OOM killer terminated this process user The application used more memory than available on a compute node. Examine memory usage of code. See Memory Consideration on Hopper.
application terminated apparently before initial barrier reached system Job appears to hang and produce no output. Try submitting again. Contact consultants for repeated problems.
application exited with non-zero exit code user May not be a problem. Check the error code of your application.
error obtaining user credentials system Resubmit. Contact consultants for repeated problems.
nem_gni_error_handler(): a transaction error was detected user This is a general error messages indicating something wrong in user level code. Check carefully other error messages accompany this message, such as MPI errors, IO errors, segmentation fault, etc. which are better indication of the cause of the job failure.

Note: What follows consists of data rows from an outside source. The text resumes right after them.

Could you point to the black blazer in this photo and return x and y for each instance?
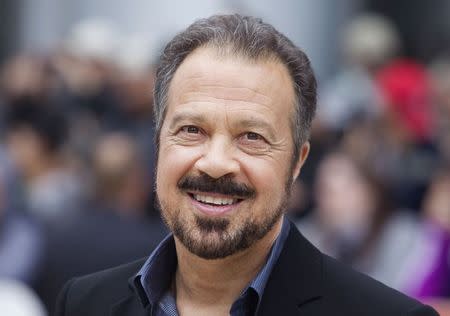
(303, 282)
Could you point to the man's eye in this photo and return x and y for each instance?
(253, 136)
(190, 129)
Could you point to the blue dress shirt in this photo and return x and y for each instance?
(153, 281)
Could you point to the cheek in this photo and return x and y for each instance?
(268, 177)
(173, 163)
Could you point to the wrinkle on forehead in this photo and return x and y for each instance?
(200, 75)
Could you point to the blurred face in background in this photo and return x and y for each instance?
(345, 200)
(224, 166)
(26, 149)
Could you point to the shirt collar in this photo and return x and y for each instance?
(155, 276)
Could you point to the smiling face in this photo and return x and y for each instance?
(225, 158)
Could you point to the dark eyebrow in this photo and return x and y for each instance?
(258, 124)
(184, 116)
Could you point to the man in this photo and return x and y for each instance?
(234, 100)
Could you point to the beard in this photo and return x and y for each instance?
(217, 238)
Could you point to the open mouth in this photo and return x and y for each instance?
(213, 199)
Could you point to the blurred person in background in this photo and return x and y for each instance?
(355, 222)
(21, 238)
(436, 212)
(367, 43)
(119, 225)
(134, 84)
(440, 76)
(18, 299)
(86, 65)
(407, 155)
(213, 62)
(35, 139)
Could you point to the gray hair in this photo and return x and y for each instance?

dmapp_dreg.c:391: _dmappi_dreg_register: Assertion `reg_cache_initialized' failed user Make sure to unload the xt-shmem module at both the compile time and run time if your code only uses MPI, otherwise you run into dependency issues between MPI and SHMEM shared libraries.
libhugetlbfs: ERROR: RTLD_NEXT used in code not dynamically loaded user Make sure to load the craype-hugepages2m module.

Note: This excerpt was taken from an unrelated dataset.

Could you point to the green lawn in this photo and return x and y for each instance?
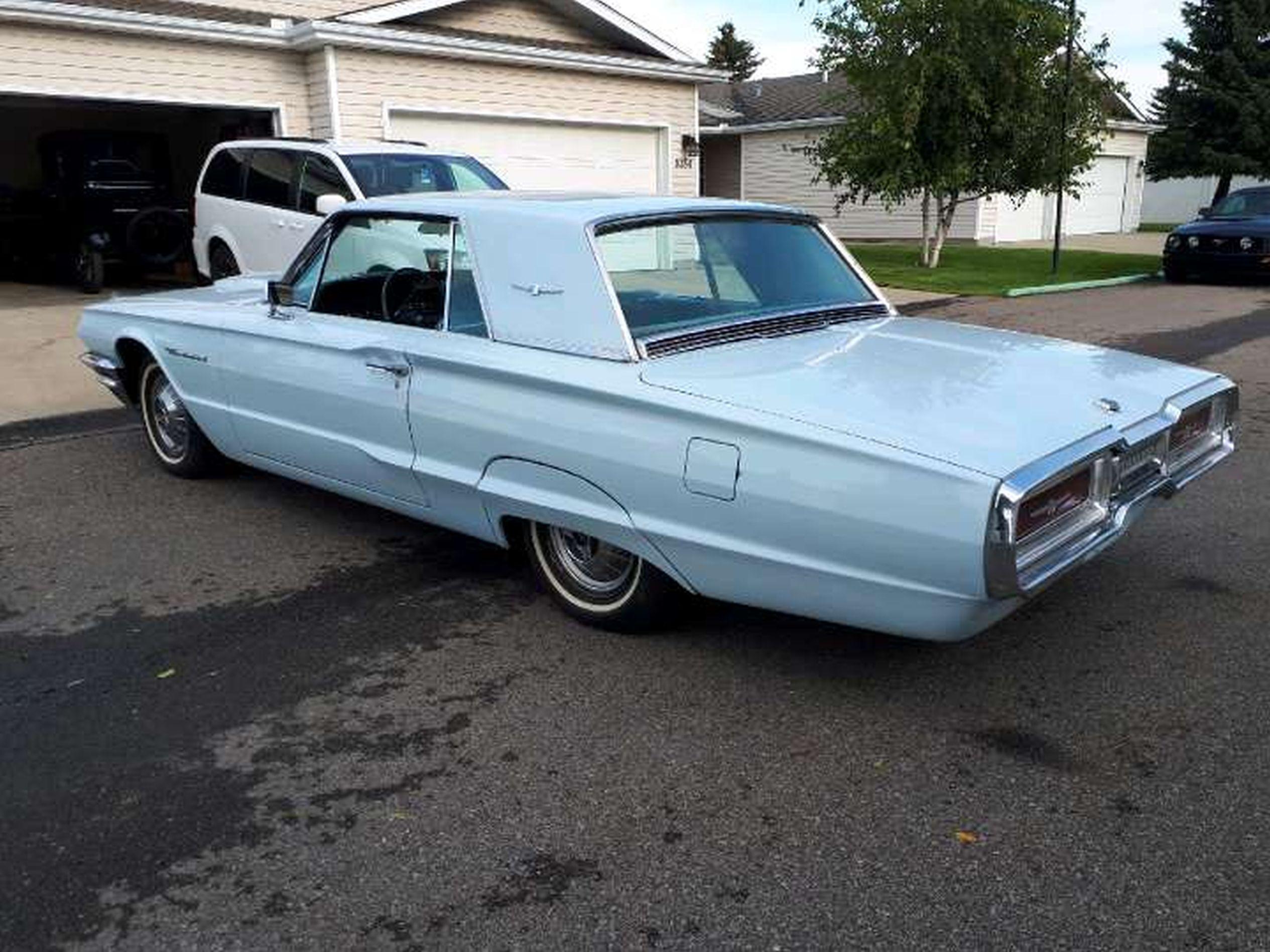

distributeControlMsg: Apid xxxxxx, write failure to node xxxx system Problem related to inconsistency between Node Health Check and ALPS. Report the problem to consultants, and resubmit the job.
MPID_nem_gni_check_localCQ(xxx)...: unrecoverable network error user Most related to MPI problems in the user code that at least one MPI rank does not reach MPI_Finalize().
[Nid xxxx] ... MPIU_nem_gni_get_hugepages(): Unable to mmap 4194304 bytes for file /var/lib/hugetlbfs/global/pagesize-2097152/hugepagefile.MPICH.0.xxxx.kvs_14638087, err Cannot allocate memory system Problem related to hugepages not available on the compute nodes. Just resubmit, or remove "-ss" in the aprun time and resubmit (may have negative performance impact especailly for hybrid MPI/OpenMP applications)
[Nid xxxx] ... Apid xxx: Cpuset file /dev/cpuset/xxx/cpus wrote -1 of 5: NIDMSG-D system Problem related to inconsistency between Node Health Check and ALPS. Possible other processes running on the node. Report the problem to consultants, and resubmit the job.
[PE xxx]inet_arp_address_lookup:Failed to read output of /sbin/arp -a -i ipogif0 command. Try rerunning job with CRAY_ROOTFS environment variable set to DSL. system This is a transient issue (root cause under investigation). Resbumit usually works.